In this work, the research team aimed to generate a tumor-on-chip (ToC) platform as an in vitro experimental paradigm for preclinical studies of immune checkpoint inhibitor (ICI) responses, paving the way for addressing immunooncology questions in fully human, controllable, and directly observable tumor 3D ecosystems.

Lung cancer is the leading cause of cancer-related deaths worldwide, with non-small cell lung cancer (NSCLC) being the most common type, accounting for over 80% of lung cancer cases. Although immune checkpoint inhibitors (ICI) have greatly improved the treatment of NSCLC, only 20%-40% of NSCLC patients benefit from ICI drugs, and the reasons for the lack of response and resistance to ICI in non-responding patients are still unclear.

The research team inferred that the use of autologous cytotoxic T lymphocytes (CTL) is necessary when studying cancer-immune interactions and their response to immune checkpoint inhibitors (ICI) to avoid any allogeneic reactions.
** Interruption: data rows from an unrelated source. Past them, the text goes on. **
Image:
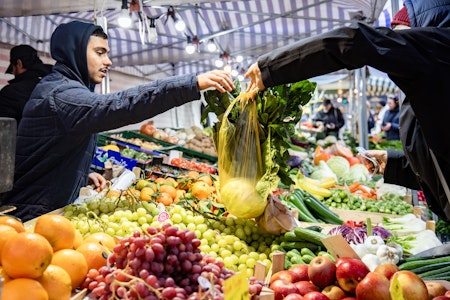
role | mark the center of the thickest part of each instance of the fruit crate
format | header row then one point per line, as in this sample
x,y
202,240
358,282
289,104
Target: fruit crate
x,y
104,137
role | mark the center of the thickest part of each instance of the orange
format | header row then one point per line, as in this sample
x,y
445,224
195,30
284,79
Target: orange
x,y
73,262
94,253
201,190
78,239
24,288
6,232
171,181
27,254
169,190
101,238
164,198
206,179
57,229
13,222
142,183
56,281
146,194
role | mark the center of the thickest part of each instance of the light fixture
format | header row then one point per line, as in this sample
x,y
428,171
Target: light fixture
x,y
219,63
152,34
192,45
124,18
211,46
179,24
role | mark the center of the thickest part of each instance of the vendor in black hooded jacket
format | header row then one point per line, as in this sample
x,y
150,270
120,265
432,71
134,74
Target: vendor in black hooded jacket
x,y
417,59
57,135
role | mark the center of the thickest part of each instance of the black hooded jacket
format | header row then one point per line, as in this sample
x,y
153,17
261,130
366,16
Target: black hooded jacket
x,y
417,60
15,95
57,135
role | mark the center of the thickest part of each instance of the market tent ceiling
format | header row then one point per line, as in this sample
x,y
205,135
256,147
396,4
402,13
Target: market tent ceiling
x,y
238,28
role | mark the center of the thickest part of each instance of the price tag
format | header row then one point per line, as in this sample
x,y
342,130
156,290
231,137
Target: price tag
x,y
236,287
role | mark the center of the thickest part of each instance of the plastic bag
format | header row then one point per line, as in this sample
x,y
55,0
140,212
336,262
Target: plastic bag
x,y
239,161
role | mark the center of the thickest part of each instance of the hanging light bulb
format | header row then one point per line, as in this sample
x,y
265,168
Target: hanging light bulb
x,y
219,63
179,25
152,34
211,46
124,18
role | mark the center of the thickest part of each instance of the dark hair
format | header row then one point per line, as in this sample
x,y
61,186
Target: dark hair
x,y
100,33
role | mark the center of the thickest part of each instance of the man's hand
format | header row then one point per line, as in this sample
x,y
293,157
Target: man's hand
x,y
380,156
255,78
221,80
97,180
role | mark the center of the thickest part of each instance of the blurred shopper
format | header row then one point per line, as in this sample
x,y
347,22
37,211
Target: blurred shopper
x,y
391,120
330,117
57,135
28,69
416,59
379,116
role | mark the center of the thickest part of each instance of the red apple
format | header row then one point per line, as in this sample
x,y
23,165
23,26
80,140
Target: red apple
x,y
333,292
301,271
293,297
435,289
373,286
305,287
387,270
322,271
407,285
350,273
315,296
282,288
286,275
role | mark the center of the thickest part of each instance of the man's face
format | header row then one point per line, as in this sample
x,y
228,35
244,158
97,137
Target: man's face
x,y
97,58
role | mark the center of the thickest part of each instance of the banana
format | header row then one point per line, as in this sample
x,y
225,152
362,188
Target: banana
x,y
315,190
The team first used an established pair of NSCLC cell lines (IGR-Heu) and autologous CTL (H5B) to achieve a robust method to quantitatively measure T cell-mediated anti-tumor activity and performed immunotherapy using the tumor-on-chip (ToC) platform. Next, the team turned to freshly isolated primary cells from NSCLC samples to assess the feasibility of using patient-derived tumor chips (ToC) for personalized immune therapy response spectrum analysis within a few days, consistent with the clinical decision-making process.

Importantly, the study strategy involved continuous live imaging of autologous 3D tumor chip (ToC) co-cultures for two days, rather than just endpoint detection, to quantify the dynamics of key cellular processes in the tumor ecosystem, such as cancer cell apoptosis and cancer-immune interactions.
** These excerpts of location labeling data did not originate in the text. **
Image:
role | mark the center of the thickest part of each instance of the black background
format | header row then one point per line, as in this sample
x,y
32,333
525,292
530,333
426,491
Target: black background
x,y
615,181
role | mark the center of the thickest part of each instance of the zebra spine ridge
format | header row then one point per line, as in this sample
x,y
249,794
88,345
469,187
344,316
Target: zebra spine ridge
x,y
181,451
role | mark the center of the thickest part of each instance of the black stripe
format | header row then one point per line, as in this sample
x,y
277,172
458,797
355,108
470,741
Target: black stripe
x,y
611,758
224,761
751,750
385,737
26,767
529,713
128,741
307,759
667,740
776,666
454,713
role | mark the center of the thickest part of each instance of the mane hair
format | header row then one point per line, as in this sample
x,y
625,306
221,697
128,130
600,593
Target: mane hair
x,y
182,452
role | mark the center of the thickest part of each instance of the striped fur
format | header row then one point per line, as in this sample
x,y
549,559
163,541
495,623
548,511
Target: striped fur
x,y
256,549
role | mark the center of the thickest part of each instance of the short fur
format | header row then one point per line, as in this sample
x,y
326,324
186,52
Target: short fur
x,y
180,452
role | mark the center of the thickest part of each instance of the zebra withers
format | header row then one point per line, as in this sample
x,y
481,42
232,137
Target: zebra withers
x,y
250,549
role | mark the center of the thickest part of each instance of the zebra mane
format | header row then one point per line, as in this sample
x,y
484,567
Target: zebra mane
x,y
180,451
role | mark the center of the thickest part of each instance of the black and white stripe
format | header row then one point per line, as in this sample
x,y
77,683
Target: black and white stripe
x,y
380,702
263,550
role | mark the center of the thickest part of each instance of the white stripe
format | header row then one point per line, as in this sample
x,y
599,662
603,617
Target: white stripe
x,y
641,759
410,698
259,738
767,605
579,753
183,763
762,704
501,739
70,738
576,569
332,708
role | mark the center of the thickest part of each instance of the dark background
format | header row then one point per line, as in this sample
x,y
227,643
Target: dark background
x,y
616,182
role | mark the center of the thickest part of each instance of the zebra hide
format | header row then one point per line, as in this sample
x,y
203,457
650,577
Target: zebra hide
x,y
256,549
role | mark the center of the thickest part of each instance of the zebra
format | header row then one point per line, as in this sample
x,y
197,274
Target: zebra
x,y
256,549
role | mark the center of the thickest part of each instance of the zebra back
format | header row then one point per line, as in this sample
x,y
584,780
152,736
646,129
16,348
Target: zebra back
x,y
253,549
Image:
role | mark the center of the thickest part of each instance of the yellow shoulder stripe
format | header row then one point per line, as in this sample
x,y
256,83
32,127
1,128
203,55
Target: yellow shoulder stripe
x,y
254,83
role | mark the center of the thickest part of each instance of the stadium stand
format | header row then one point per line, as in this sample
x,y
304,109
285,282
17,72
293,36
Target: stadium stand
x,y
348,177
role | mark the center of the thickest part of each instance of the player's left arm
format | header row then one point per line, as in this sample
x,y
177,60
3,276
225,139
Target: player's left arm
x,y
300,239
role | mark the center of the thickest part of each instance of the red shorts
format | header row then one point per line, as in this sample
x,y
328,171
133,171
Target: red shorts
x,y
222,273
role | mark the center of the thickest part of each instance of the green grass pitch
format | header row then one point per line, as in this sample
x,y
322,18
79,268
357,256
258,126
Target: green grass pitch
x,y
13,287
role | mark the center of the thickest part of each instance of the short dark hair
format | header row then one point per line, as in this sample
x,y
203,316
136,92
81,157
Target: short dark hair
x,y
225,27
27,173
The original combination of 3D co-culture of tumor chips (ToC), patient-derived autologous cell models, and advanced image analysis computational methods enabled the research team to develop and validate a protocol to measure the in vitro effects of immune therapy on T cell-mediated anti-tumor activity, paving the way for basic and translational research in immuno-oncology.

In summary, the study proposed a lung tumor chip (ToC) platform for the rapid and precise measurement of in vitro immune checkpoint inhibitor (ICI) effects on T cell-mediated tumor cell killing using live imaging and advanced image analysis algorithms. Integrating autologous immunosuppressive FAP+ cancer-associated fibroblasts into the tumor chip reduces the response to anti-PD-1 therapy, indicating the tumor chip’s ability to reproduce stroma-dependent mechanisms associated with immunotherapy resistance. For a small subset of NSCLC patients, the use of personalized tumor chips generated from fresh tumor samples has been shown to measure responses to anti-PD-1 therapy. These results support the potential of tumor chip technology in immuno-oncology research and pave the way for future clinical validation.